Nach zehn Jahren im Gefängnis wird Selina Kyle auf Bewährung entlassen. Doch die ehemalige Meisterdiebin kehrt in ein Gotham zurück, dass sie kaum wiedererkennt. Nachdem Batman gestorben war, wurde Selina dafür verurteilt. Seither hat der ehemalige Staatsanwalt und Superschurke Harvey Dent alias Two Face seine dunkle Seite nach eigener Aussage wieder eingefangen und ist der amtierende Bürgermeister von Gotham City.

Nun steht eine Wahl an und seine Gegenkandidatin ist Barbara Gordon, die ebenfalls eine Superwesen-Vergangenheit hat. Doch in Dents Gotham setzen in Bat-Uniformen gerüstete Polizisten die Ordnung durch. Für Barbara Gordon grenzt das an eine Überwachungsgesellschaft. Damit hat auch Selina so ihre Probleme. Catwoman ist älter geworden, das kann auch intensives Training nicht überspielen.

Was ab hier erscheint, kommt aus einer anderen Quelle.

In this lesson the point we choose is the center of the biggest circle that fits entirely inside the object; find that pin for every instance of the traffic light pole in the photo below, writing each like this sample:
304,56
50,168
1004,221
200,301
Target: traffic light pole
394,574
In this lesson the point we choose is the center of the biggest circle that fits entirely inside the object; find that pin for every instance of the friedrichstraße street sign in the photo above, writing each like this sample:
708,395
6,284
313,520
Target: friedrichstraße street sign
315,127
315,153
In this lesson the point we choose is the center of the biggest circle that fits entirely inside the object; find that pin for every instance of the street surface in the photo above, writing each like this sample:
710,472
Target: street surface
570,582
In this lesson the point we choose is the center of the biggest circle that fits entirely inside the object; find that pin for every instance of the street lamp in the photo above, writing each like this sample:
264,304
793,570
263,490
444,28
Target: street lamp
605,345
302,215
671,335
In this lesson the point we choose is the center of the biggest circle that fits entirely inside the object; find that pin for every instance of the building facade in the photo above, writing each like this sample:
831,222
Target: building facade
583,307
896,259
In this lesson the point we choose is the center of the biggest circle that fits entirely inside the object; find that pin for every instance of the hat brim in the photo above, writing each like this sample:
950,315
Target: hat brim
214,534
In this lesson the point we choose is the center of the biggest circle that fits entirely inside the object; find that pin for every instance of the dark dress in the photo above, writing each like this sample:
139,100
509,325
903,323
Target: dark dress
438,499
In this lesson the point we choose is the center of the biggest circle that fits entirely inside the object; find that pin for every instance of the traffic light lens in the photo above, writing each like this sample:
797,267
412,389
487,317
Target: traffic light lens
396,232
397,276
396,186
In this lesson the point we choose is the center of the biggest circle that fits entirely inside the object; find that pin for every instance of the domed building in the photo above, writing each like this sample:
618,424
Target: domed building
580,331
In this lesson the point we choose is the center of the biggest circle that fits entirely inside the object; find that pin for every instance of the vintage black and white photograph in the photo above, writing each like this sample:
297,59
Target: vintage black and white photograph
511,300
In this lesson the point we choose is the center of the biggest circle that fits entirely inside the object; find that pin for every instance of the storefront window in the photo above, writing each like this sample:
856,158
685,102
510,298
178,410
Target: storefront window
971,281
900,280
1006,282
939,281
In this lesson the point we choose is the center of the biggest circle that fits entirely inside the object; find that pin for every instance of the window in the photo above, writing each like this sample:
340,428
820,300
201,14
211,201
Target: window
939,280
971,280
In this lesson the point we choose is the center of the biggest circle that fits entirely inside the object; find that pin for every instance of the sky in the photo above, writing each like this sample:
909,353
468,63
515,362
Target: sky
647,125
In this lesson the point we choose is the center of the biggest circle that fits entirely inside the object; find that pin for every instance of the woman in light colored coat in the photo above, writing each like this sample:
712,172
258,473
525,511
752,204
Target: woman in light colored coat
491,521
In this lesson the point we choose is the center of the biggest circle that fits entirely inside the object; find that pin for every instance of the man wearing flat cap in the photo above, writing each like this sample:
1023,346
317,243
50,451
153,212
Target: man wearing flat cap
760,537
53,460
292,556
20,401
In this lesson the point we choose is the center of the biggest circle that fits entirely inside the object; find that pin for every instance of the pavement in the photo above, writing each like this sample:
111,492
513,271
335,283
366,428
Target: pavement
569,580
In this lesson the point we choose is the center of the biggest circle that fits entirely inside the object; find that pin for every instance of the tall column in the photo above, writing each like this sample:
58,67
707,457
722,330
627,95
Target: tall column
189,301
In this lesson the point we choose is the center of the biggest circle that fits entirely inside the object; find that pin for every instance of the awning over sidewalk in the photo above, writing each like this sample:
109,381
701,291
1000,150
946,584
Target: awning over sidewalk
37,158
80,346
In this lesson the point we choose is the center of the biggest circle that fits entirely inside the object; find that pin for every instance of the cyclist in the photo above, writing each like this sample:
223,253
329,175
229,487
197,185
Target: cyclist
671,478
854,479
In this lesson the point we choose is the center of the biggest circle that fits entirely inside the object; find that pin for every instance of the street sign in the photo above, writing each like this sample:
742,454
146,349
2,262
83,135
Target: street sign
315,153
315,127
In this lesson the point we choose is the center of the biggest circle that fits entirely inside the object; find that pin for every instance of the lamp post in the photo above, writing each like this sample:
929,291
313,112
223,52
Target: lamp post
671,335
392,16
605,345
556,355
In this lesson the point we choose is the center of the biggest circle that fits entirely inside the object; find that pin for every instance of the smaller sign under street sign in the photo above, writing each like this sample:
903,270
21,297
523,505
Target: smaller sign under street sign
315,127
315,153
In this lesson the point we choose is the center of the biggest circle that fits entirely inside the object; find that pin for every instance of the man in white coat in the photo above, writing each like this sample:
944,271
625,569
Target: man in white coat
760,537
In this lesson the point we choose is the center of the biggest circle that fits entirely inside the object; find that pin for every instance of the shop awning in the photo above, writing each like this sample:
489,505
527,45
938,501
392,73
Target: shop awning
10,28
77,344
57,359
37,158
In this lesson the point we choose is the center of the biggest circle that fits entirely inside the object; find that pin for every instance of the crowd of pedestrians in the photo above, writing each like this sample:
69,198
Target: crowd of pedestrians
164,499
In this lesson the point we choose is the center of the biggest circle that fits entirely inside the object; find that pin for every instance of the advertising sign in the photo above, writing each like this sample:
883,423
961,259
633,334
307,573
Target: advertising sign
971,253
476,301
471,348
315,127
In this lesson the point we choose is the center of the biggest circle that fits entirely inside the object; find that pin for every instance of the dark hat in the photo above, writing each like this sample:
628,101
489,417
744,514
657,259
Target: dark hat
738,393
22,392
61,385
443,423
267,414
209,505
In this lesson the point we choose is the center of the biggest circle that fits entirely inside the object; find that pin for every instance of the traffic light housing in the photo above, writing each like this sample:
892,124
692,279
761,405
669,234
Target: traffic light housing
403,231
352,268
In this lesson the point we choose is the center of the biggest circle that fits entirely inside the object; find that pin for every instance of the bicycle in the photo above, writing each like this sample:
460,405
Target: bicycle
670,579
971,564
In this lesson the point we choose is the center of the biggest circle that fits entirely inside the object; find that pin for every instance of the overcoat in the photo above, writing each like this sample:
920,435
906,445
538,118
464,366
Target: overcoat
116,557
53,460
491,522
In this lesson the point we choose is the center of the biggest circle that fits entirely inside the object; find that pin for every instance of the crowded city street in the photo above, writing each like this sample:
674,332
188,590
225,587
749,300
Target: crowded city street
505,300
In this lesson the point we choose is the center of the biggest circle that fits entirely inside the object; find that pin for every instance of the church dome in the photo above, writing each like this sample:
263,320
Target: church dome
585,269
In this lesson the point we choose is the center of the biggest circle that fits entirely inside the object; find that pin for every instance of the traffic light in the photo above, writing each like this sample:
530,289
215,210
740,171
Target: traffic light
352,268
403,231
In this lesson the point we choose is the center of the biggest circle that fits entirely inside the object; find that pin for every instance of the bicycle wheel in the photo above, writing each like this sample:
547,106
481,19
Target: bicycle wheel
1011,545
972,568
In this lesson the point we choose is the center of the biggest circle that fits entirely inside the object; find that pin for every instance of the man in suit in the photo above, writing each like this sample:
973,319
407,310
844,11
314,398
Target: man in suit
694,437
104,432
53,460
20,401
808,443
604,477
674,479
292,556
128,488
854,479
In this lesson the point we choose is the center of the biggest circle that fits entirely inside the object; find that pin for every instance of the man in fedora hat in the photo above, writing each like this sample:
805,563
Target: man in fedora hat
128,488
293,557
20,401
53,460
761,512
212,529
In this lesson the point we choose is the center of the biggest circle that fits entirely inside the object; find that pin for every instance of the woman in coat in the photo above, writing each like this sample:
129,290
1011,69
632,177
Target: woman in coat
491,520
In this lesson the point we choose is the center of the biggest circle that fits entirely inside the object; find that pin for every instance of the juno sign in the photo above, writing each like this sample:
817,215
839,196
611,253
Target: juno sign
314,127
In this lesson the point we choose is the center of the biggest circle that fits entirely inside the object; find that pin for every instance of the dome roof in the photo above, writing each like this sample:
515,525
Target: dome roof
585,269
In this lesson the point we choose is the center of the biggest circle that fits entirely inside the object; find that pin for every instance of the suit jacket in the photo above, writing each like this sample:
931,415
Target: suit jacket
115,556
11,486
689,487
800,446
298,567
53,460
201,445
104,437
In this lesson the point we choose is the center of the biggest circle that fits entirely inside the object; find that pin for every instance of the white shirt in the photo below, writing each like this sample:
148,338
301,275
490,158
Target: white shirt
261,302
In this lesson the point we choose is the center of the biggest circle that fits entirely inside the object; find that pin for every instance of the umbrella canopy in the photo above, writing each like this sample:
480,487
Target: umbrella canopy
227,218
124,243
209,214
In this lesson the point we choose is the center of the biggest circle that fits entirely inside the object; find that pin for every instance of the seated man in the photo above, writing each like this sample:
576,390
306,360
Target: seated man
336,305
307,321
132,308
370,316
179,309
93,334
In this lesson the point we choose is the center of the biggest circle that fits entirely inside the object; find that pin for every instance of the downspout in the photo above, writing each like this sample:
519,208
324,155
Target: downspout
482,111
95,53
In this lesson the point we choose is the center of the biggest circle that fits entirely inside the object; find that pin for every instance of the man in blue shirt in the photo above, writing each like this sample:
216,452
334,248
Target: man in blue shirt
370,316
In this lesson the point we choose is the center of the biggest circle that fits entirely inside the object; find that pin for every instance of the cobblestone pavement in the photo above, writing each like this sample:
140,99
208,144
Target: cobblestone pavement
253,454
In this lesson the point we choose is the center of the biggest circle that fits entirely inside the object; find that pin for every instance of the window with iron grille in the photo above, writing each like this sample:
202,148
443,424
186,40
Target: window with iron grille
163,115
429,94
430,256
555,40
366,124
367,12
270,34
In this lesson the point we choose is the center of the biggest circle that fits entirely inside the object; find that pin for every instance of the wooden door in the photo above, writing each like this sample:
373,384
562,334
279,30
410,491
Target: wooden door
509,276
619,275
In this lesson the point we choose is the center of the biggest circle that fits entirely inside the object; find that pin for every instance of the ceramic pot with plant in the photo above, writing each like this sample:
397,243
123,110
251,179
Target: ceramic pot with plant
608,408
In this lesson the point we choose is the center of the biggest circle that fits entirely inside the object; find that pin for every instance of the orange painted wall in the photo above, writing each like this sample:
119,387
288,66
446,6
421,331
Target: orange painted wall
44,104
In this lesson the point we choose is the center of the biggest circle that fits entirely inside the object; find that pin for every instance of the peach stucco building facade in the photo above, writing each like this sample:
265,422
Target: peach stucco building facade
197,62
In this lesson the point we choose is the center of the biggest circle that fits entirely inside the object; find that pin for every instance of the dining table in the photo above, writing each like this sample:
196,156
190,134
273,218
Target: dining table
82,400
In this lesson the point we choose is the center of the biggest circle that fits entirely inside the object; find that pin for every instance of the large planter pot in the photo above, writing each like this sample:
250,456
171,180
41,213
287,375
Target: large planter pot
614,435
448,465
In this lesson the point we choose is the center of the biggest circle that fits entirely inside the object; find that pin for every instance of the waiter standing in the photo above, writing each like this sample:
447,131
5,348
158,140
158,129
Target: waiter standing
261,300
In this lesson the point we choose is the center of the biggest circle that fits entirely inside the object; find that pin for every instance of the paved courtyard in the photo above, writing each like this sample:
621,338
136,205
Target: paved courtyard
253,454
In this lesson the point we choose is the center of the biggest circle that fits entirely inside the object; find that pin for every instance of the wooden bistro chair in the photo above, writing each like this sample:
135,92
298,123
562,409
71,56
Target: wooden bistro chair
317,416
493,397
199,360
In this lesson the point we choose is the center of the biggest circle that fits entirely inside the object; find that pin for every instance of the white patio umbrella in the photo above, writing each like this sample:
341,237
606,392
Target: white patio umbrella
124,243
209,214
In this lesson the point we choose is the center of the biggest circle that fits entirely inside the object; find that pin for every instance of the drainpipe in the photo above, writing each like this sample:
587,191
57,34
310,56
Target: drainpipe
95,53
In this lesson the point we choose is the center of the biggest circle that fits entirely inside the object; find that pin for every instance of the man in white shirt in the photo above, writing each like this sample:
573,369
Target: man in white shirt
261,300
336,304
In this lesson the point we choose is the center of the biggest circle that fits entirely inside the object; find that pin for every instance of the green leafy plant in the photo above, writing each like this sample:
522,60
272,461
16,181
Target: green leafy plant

Zwar kommt sie unbemerkt in ihr ehemaliges Penthouse, doch Oswald Cobblepot, ehemals der Pinguin, hat ihr Vermögen anderweitig eingesetzt. Seit in Gotham die Masken gefallen sind und es keine Superwesen mehr gibt, hat sich einiges geändert. Selina reaktiviert ein paar alte Kontakte und stellt mit (ehemals) „Killer Croc“ ein Team auf die Beine, um die letzten Worten des sterbenden Bruce Wayne zu entschlüsseln.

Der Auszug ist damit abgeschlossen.